Here's my modern, non-AA take on the serenity prayer. The Cliff Notes version: Change what you can. Don't bother trying to change the things you cannot. Instead, find the humor - the lesson - the whatever, in those things you cannot control. And just embrace that life IS. No judgements -- not good or bad -- just IS.

Rule #6: Excuses are like a*holes.
Thanks to Dad for this one. I remember when I was in junior high and got a not-so-hot grade in typing (you'd never know this now that I type nearly 80 wpm, thank you, lifelong career writing on a PC), I started making excuses (this may correspond to rule #4 closely) for my outcomes. Dad immediately stopped me. Sarah, he said, I want to tell you something important. Excuses are like assholes. Everyone has one, and no one wants to know about yours.
Oh.
Well, he's right. That's exactly what excuses are. So I don't make them (or, I try not to. I am imperfectly human... though that's sort of an excuse in itself. Crap.)

Rule #7: Relatively deep love brings about relatively deep heartache.
Credit to Great-Grandma Alice here. While working through the why, oh why do my parents hate each other so bloody much, as a 10-year-old, I remember Grandma Alice telling me:
G: Sarah, you have to remember that relatively deep love brings about relatively deep heartache.
S: So why love at all, Grandma?
G: Because once you love deeply, you wouldn't trade that deep love for all the heartache you might experience. The deep love makes the risk worthwhile.
'Nuff said.

Rule #8: We are all inherently lazy.
That's right: humans are inherently lazy. I know this sounds negative -- but it's not; it is a simple matter of psychology. Our gray matter is hard-wired to take shortcuts, to get someone else to do it for us, to make generalizations and categorizations. I (we) should remember that, especially when we're at that "people are idiots/mean/bad/etc" place (as I often get while driving through Milwaukee). It isn't personal. We're all just lazy.

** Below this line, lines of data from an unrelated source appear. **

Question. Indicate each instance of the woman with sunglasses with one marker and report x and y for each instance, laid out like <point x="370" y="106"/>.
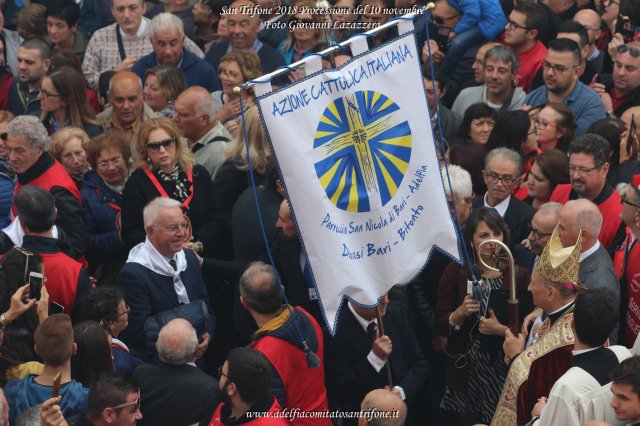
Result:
<point x="64" y="103"/>
<point x="236" y="67"/>
<point x="108" y="155"/>
<point x="106" y="306"/>
<point x="166" y="168"/>
<point x="303" y="38"/>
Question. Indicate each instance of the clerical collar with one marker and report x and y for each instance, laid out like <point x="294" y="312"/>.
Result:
<point x="589" y="252"/>
<point x="363" y="322"/>
<point x="501" y="207"/>
<point x="553" y="316"/>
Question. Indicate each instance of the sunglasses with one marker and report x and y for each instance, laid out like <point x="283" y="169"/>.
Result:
<point x="632" y="50"/>
<point x="166" y="144"/>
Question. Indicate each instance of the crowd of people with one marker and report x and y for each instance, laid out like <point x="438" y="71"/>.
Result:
<point x="135" y="285"/>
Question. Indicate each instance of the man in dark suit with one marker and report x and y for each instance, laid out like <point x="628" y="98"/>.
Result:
<point x="596" y="268"/>
<point x="243" y="34"/>
<point x="159" y="274"/>
<point x="176" y="392"/>
<point x="502" y="171"/>
<point x="357" y="355"/>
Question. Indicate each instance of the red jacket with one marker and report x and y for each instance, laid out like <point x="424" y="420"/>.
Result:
<point x="216" y="419"/>
<point x="610" y="209"/>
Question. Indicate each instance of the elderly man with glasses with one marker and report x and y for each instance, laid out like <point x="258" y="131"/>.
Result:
<point x="502" y="174"/>
<point x="161" y="281"/>
<point x="588" y="168"/>
<point x="620" y="90"/>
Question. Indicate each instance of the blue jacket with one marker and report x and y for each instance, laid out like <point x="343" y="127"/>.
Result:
<point x="196" y="71"/>
<point x="25" y="393"/>
<point x="486" y="14"/>
<point x="103" y="243"/>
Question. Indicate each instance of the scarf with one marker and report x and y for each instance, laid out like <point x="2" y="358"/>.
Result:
<point x="146" y="255"/>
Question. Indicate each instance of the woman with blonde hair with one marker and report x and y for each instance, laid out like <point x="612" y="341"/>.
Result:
<point x="64" y="102"/>
<point x="236" y="67"/>
<point x="68" y="146"/>
<point x="306" y="34"/>
<point x="162" y="86"/>
<point x="166" y="168"/>
<point x="232" y="177"/>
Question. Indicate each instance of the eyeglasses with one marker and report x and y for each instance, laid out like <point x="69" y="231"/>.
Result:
<point x="441" y="20"/>
<point x="494" y="178"/>
<point x="174" y="228"/>
<point x="166" y="144"/>
<point x="581" y="171"/>
<point x="537" y="234"/>
<point x="543" y="124"/>
<point x="297" y="21"/>
<point x="623" y="200"/>
<point x="115" y="161"/>
<point x="632" y="50"/>
<point x="557" y="68"/>
<point x="516" y="26"/>
<point x="46" y="94"/>
<point x="220" y="373"/>
<point x="127" y="309"/>
<point x="126" y="404"/>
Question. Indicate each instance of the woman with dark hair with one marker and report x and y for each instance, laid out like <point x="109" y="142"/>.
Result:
<point x="18" y="320"/>
<point x="478" y="122"/>
<point x="475" y="370"/>
<point x="109" y="156"/>
<point x="622" y="167"/>
<point x="64" y="103"/>
<point x="93" y="354"/>
<point x="549" y="169"/>
<point x="303" y="38"/>
<point x="162" y="86"/>
<point x="106" y="306"/>
<point x="555" y="127"/>
<point x="6" y="76"/>
<point x="469" y="156"/>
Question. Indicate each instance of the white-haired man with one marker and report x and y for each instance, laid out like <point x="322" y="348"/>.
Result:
<point x="167" y="38"/>
<point x="160" y="276"/>
<point x="207" y="137"/>
<point x="176" y="391"/>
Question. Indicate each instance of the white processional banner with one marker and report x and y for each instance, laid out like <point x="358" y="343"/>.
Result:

Rule #9: You never regret going above and beyond the call of duty.
Another Dad-ism. As Dad was rearing teenage Sarah, the one thing he lectured the crap out of was work ethic. Doing your best. Doing more than what is expected. Going beyond people's expectations. We were sitting outside, where the pine trees used to line the boulevard at home in Elbow Lake, and the sun was nearly setting. Dad was a bit disappointed in the less-than-acceptable job of lawn-mowing I had completed. I remember him saying:
Sarah, you must remember 4 letters when completing a job: ABCD.
Above and
Beyond the
Call of
Duty.
You'll never regret exceeding expecations.
And he's right. I never have.

Rule #10: Create something beautiful every day.
I'm going to mostly thank Paper Source for this one. Well, at least for its roots, as the Paper Source slogan is "do something creative every day". Well, yah, but for me, personally, it goes beyond that. I always feel most accomplished and fulfilled when I hit the pillow if I have made something beautiful that day... creative, sometimes... but sometimes it might be a beautiful conversation, or a nice arrangement of words on this blog or in a journal, and sometimes it's just the beauty of raising my daughter to be an intelligent, spunky, indepdenent grrl. But it is about finding and contributing to the beauty in my world, every single day. Because if not for the beautiful - the art, the music, the words, the relationships - what do we have to relish in life?